関西電力(9503)20年3月第2四半期(増収増益 連結純利益55.5%増の1131億7300万円)

2019年10月28日、関西電力(9503)の決算発表は以下の通りとなりました。

売上高、営業利益、経常利益、当期利益の全てがプラスとなり、なかでも中間連結純利益は55.5%増の「1131億7300万円」となりました。非常に良い決算内容です。

通期予想として、2020年3月期の連結営業利益が「2000億円」黒字とありますが、上方修正される可能性もあります。1株利益が156.75円ですから、年間配当をもう少しだけ引き上げて頂きたいところですが、少なくとも来期の増配は期待したいと思います。

なお、増配される場合は最近の傾向として、配当権利日の引き後に増配発表があるか決算発表時に増配が発表されます。
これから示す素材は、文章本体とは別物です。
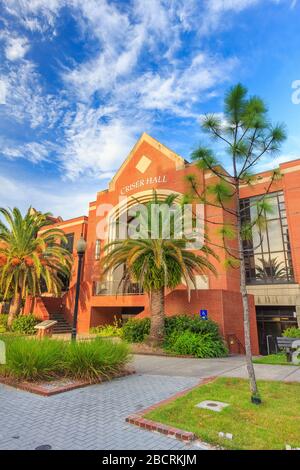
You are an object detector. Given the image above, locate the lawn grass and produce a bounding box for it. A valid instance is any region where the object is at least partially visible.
[145,377,300,450]
[253,352,296,366]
従って、今期55円の可能性や来期60円の可能性はまだまだあるかと思いますので、こちらも期待して引き続きホールドしたいと思います。

関西電力:決算のポイント

電気料金値下げだけでなく、総販売電力量の減少により、電力料が減少した点はマイナス要素ですが、「ガス」「その他エネルギー事業」「生活・ビジネスソリューション事業」の売上高が増加したことで増収になったという点はとても良いです。

つまり、電力以外の新しい柱が大きな成功を収めていることが分かります。

2019年度業績予想・期末配当予想は変更していない、とありますが昨年度同様にいきなり増配というパターンが最近の傾向なので、この点は気にする必要はありません。

料金改定(料金値下げ)、電力自由化や省エネや節約などによる総電力量の減などによって、大きなマイナスとなる一方で、為替・燃料価格の変動影響によって大きなプラスとなっていることが分かります。つまり、目安としてはドル円110円以下であることや、WTI原油が65ドル以下であることは注意してウォッチしておく必要があります。

また、最大の懸案事項である2019年4月24日に原子力規制委員会が見解を出した、完成期限を認めない以下の件、下表の遅れる見通しがさらに遅れないかどうかも注意して見ておく必要があります。逆に言えば、前倒しで進めば大きなポジティブ材料となります。

関西電力の「規制上の期限」と「遅れる見通し」は以下の通りです。

関西電力の原発 規制上の期限 遅れる見通し 稼働状況
 高浜原発 1、2号機 2021年6月 約2年半 停止中
 高浜原発 3号機 2020年8月 約1年 再稼働中
 高浜原発 4号機 2020年10月 約1年 再稼働中
 美浜原発 3号機 2021年10月 約1年半 停止中
 大飯原発 3、4号機 2022年8月 約1年 再稼働中

重要な点として、上表から分かる通り、2022年8月に大飯原発が停止されるまでには高浜原発3・4号機については対策工事が完了したおり、原発ゼロ状態は発生しないことが分かります。